To get a better understanding of technical writing I analyzed a paper written by two potential Ph.D students at Stanford University; Sergey Brin and Lawrence Page titled, “The Anatomy of a Large Scale Hyper Textual Web Search Engine.”  This document falls under the computer and engineering genre of academic writing.  From the title alone the reader can infer that this reading is about to inform its audience on a particular issue. Anatomy by definition describes the make-up of something. So the reader knows that the purpose of this writing is to discuss the make-up of a large scale hyper textual web search engine. Furthermore, the purpose of this paper is directly identified in the abstract of the paper, “This paper addresses this question of how to build a practical large-scale system which can exploit the additional information present in hypertext (Brin and Page, para. 4).” This reassures that this is a technical writing because the authors state that they are proposing a solution to a problem.
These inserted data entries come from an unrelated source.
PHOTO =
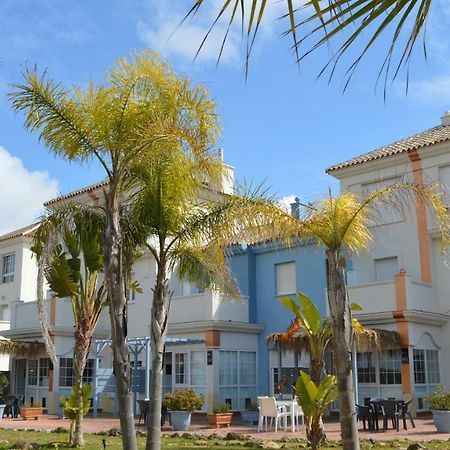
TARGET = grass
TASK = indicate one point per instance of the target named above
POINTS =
(26, 439)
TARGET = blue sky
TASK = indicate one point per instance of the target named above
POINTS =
(280, 127)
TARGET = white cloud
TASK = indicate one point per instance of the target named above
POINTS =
(285, 202)
(433, 91)
(23, 192)
(159, 31)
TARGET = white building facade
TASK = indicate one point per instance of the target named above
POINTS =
(403, 281)
(213, 344)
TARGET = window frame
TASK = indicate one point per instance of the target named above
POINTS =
(8, 276)
(290, 290)
(241, 402)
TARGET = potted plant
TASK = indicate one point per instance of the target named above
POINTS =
(181, 404)
(250, 415)
(439, 403)
(31, 411)
(221, 416)
(4, 383)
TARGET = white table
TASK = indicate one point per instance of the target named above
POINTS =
(291, 406)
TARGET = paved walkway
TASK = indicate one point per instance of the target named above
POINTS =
(424, 430)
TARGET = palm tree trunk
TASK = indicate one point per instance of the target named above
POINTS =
(118, 317)
(342, 345)
(80, 355)
(160, 313)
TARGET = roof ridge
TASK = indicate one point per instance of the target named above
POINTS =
(434, 135)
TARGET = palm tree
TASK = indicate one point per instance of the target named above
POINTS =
(69, 249)
(314, 24)
(119, 124)
(343, 226)
(185, 222)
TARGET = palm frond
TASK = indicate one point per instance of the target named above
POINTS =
(361, 22)
(366, 340)
(205, 267)
(30, 349)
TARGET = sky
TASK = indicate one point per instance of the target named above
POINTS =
(281, 126)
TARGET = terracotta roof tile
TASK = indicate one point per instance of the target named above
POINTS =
(20, 232)
(92, 187)
(426, 138)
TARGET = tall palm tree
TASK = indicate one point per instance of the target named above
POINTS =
(185, 222)
(69, 249)
(314, 24)
(343, 226)
(119, 124)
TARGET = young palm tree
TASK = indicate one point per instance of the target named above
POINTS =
(119, 124)
(186, 223)
(343, 226)
(315, 23)
(69, 250)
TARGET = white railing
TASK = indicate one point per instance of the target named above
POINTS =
(208, 306)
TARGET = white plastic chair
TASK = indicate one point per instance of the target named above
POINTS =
(268, 409)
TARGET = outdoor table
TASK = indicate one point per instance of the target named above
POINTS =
(376, 405)
(290, 405)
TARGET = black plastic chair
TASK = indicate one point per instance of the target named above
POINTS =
(143, 410)
(390, 411)
(9, 401)
(365, 413)
(406, 413)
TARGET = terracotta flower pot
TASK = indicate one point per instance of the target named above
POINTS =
(220, 420)
(31, 412)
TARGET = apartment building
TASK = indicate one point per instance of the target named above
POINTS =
(403, 282)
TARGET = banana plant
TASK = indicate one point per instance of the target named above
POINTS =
(73, 409)
(315, 400)
(317, 331)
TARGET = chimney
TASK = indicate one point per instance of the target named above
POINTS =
(295, 208)
(445, 119)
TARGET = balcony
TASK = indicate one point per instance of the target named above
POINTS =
(381, 296)
(25, 318)
(208, 306)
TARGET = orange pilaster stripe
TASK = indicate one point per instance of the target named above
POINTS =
(421, 213)
(402, 325)
(53, 311)
(94, 198)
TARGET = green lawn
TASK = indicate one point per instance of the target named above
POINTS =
(24, 439)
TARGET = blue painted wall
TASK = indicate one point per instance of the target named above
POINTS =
(254, 269)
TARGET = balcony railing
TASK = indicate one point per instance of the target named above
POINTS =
(25, 316)
(208, 306)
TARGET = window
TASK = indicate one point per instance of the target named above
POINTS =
(66, 372)
(32, 372)
(237, 378)
(4, 313)
(8, 268)
(286, 278)
(247, 368)
(131, 296)
(386, 268)
(426, 366)
(390, 367)
(426, 374)
(44, 367)
(366, 367)
(198, 368)
(180, 368)
(228, 369)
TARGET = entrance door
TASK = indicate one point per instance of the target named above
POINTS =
(181, 378)
(20, 371)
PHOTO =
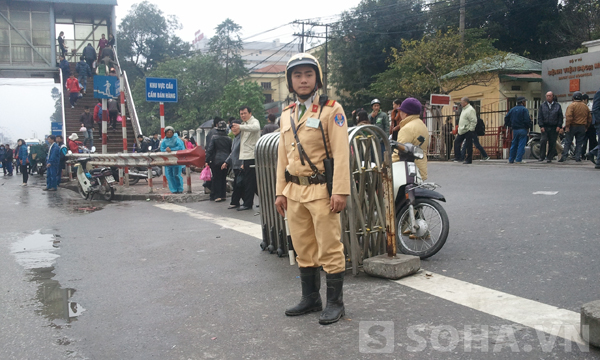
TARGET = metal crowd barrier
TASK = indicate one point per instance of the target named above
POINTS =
(368, 222)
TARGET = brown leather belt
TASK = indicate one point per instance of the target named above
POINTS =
(306, 180)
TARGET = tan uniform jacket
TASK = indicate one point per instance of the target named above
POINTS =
(410, 129)
(578, 113)
(335, 126)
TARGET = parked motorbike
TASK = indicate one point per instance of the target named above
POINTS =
(422, 224)
(94, 181)
(534, 143)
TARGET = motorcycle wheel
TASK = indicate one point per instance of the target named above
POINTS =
(107, 191)
(81, 192)
(428, 213)
(535, 149)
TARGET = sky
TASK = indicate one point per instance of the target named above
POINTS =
(27, 104)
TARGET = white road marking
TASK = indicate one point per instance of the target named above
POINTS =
(549, 319)
(545, 193)
(242, 226)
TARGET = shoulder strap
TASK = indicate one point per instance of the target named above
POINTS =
(300, 148)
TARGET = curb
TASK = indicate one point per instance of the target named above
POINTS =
(171, 198)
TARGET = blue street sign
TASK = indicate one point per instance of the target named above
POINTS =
(106, 87)
(161, 90)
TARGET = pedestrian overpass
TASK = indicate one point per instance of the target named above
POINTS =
(29, 47)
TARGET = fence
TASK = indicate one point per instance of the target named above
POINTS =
(496, 138)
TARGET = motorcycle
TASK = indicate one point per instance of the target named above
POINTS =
(534, 144)
(94, 181)
(422, 224)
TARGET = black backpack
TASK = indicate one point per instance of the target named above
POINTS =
(480, 128)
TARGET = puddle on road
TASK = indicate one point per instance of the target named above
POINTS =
(35, 253)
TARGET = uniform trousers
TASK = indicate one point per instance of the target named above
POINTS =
(316, 234)
(249, 182)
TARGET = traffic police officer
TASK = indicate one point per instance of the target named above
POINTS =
(307, 126)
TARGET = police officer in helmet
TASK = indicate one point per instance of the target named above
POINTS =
(314, 130)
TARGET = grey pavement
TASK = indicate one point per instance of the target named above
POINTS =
(159, 284)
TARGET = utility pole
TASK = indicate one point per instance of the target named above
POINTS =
(326, 55)
(461, 28)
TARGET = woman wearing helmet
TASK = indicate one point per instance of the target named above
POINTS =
(312, 130)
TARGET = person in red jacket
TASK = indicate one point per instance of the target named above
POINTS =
(73, 87)
(72, 145)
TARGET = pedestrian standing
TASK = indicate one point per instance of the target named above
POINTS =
(62, 163)
(87, 121)
(466, 131)
(447, 138)
(52, 163)
(72, 86)
(271, 126)
(518, 119)
(590, 134)
(61, 43)
(84, 71)
(65, 68)
(302, 186)
(172, 142)
(22, 159)
(113, 112)
(250, 129)
(596, 118)
(2, 158)
(578, 119)
(89, 53)
(8, 159)
(102, 43)
(217, 153)
(233, 162)
(550, 119)
(378, 117)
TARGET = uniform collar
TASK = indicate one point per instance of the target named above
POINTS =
(308, 102)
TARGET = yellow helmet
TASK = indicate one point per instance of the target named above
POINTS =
(303, 59)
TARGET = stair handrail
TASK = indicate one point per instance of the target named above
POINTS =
(135, 123)
(62, 103)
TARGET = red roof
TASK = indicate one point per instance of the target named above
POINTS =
(271, 69)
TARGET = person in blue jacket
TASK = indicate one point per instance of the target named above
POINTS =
(52, 163)
(172, 142)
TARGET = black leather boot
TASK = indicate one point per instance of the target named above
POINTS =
(310, 278)
(334, 309)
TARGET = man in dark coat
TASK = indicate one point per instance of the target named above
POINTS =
(89, 53)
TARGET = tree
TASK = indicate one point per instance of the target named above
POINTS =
(236, 94)
(56, 96)
(226, 46)
(146, 38)
(418, 68)
(361, 44)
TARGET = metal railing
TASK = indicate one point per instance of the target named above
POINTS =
(367, 223)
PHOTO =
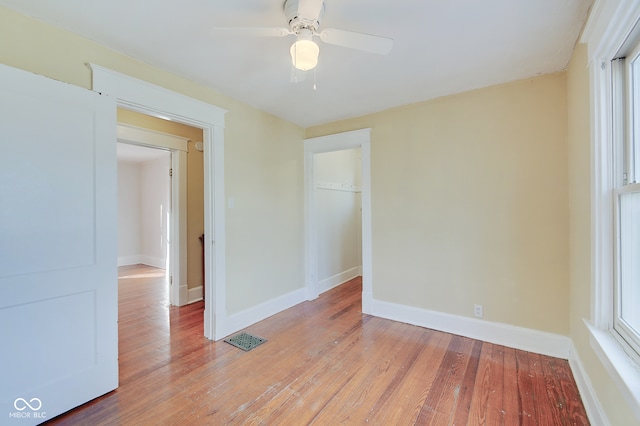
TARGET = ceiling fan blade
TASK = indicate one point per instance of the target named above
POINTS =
(359, 41)
(310, 9)
(254, 31)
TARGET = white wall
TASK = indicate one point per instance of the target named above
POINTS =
(154, 208)
(338, 193)
(143, 205)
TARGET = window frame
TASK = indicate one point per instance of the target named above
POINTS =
(610, 24)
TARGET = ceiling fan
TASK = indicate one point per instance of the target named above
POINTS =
(304, 21)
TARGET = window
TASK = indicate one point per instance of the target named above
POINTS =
(625, 75)
(612, 35)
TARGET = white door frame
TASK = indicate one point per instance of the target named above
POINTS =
(147, 98)
(177, 145)
(338, 142)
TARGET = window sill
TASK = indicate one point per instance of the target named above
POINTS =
(624, 371)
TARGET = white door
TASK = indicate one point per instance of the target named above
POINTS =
(58, 247)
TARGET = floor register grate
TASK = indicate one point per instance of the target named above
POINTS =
(245, 341)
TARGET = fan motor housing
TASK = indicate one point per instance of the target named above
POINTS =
(296, 23)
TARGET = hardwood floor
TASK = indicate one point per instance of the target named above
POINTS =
(324, 363)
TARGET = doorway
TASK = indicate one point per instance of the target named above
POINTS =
(338, 195)
(140, 96)
(144, 207)
(315, 146)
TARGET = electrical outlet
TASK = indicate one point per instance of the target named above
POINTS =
(477, 311)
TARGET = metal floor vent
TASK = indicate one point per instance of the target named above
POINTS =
(245, 341)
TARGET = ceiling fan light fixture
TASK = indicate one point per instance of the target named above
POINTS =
(304, 52)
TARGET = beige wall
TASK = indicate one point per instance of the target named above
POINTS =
(578, 91)
(470, 203)
(263, 157)
(195, 185)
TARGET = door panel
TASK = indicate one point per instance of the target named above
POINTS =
(58, 246)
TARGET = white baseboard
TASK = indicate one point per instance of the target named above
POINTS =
(595, 412)
(158, 262)
(243, 319)
(334, 281)
(502, 334)
(129, 260)
(138, 259)
(195, 294)
(183, 294)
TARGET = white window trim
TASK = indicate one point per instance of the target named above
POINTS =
(610, 22)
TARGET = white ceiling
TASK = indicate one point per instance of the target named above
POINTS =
(441, 47)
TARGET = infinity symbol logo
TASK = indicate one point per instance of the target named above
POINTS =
(21, 404)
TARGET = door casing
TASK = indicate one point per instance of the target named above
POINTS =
(140, 96)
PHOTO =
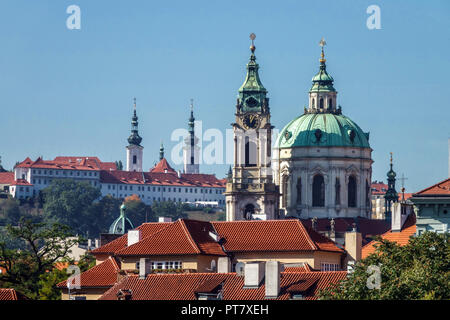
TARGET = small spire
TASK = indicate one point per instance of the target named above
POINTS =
(161, 151)
(322, 43)
(252, 47)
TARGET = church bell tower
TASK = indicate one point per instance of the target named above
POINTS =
(250, 191)
(134, 149)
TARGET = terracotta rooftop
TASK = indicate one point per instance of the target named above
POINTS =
(11, 294)
(99, 276)
(146, 229)
(7, 178)
(259, 235)
(402, 237)
(163, 167)
(367, 227)
(183, 237)
(439, 189)
(187, 286)
(68, 163)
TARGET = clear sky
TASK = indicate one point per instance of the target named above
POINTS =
(69, 92)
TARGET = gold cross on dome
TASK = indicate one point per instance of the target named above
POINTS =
(252, 37)
(322, 42)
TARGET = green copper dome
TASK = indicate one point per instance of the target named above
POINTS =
(322, 130)
(122, 224)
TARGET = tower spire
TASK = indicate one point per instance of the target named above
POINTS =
(252, 94)
(391, 195)
(322, 95)
(161, 151)
(134, 138)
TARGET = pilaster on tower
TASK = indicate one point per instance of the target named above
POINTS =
(134, 149)
(191, 151)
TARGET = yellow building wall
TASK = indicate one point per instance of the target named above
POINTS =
(89, 293)
(200, 263)
(314, 259)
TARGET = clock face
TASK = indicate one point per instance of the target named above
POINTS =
(251, 121)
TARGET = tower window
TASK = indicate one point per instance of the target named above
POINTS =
(250, 154)
(249, 211)
(318, 191)
(299, 191)
(352, 192)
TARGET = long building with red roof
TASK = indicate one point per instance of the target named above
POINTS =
(161, 183)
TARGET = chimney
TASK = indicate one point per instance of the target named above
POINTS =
(145, 267)
(353, 244)
(134, 236)
(253, 274)
(224, 265)
(273, 276)
(396, 221)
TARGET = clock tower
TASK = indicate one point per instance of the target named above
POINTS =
(250, 191)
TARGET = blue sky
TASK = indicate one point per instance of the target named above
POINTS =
(69, 92)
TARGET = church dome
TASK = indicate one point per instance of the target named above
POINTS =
(322, 130)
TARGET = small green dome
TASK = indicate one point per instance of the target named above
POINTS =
(322, 130)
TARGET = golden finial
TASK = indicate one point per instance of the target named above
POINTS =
(252, 37)
(322, 43)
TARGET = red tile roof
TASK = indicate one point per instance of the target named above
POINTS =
(7, 178)
(367, 227)
(187, 286)
(101, 275)
(8, 294)
(439, 189)
(68, 163)
(402, 237)
(11, 294)
(146, 229)
(271, 235)
(163, 167)
(180, 238)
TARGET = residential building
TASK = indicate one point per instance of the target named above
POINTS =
(432, 207)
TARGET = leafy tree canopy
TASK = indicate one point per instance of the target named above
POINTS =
(418, 270)
(41, 245)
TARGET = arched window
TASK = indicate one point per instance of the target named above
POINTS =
(338, 191)
(318, 191)
(284, 181)
(249, 210)
(299, 191)
(352, 192)
(250, 154)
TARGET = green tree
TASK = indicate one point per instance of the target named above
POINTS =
(42, 244)
(418, 270)
(70, 202)
(49, 280)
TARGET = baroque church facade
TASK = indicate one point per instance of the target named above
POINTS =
(322, 159)
(321, 166)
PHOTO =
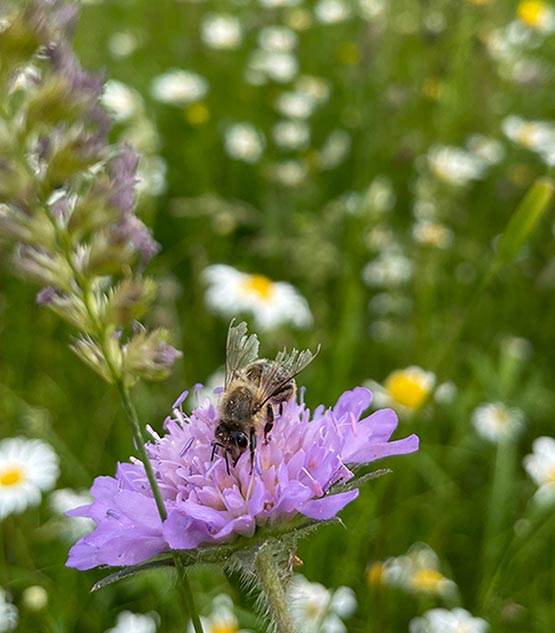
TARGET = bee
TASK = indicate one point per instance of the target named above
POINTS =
(255, 389)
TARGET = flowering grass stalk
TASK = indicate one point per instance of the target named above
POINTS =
(67, 199)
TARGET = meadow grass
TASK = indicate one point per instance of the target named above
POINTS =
(399, 80)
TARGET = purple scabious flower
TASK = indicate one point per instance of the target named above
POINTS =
(295, 473)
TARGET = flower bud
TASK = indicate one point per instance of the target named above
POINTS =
(29, 229)
(148, 355)
(44, 267)
(129, 301)
(91, 354)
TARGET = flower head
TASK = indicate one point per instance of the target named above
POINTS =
(495, 422)
(405, 389)
(297, 473)
(178, 87)
(27, 468)
(128, 622)
(416, 572)
(540, 465)
(271, 303)
(445, 621)
(317, 609)
(8, 613)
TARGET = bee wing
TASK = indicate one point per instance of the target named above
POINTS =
(240, 350)
(285, 368)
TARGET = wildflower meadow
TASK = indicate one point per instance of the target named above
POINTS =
(277, 316)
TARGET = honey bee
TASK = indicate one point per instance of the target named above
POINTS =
(255, 389)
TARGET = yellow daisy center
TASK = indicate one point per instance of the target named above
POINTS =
(532, 12)
(258, 285)
(427, 580)
(11, 477)
(407, 388)
(197, 113)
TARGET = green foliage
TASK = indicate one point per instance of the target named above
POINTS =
(404, 79)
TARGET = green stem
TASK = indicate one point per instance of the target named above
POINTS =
(272, 588)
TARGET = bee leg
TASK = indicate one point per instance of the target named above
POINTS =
(252, 445)
(269, 423)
Brim and Page’s argument is direct “the goal of our system is to address many of the problems, both in quality and scalability, introduced by scaling search engine technology to such extraordinary numbers.” What does this mean? As Brim and Page stated with numerical facts and data computer search queries are steadily increasing. If the number of users continue to rise then main stream search engines need to start considering ways to handle the increase in users so that they may continue to provide “pertinent text information” to their users (Brin and Page).
As you move further down into the paper the authors are beginning to formulate ethos for their purpose of writing. They are stating facts and presenting numerical data about the problems that currently exist with search engines. The authors also proceed to explain the purpose and construction of GOOGLE (main stream search engine company) search engines which is the search engine of discussion in this paper. Providing this information is useful because it helps the audience to get a better understanding of why it is necessary or important to consider modifying search engines. The authors’ value improvement and efficiency of search engines as it is discussed repeatedly throughout this paper.
This paper was very effective if you were a member of this discourse community. The authors’ presented a problem, provided evidence for why this problem exists, and proposed a possible solution to the problem. Search engine efficiency is not a very popular topic of discussion. But, Brin and Page presented their argument well and made their audience aware of the importance of having a well sustained and easily modifiable search engine.


References

Brin Sergey and Page Lawrence (2010). The anatomy of a large scale hyper textual web search engine [Electronic Version]. Computer Science. Retrived September 21, 2010 from  http://infolab.stanford.edu/~backrub/google.html.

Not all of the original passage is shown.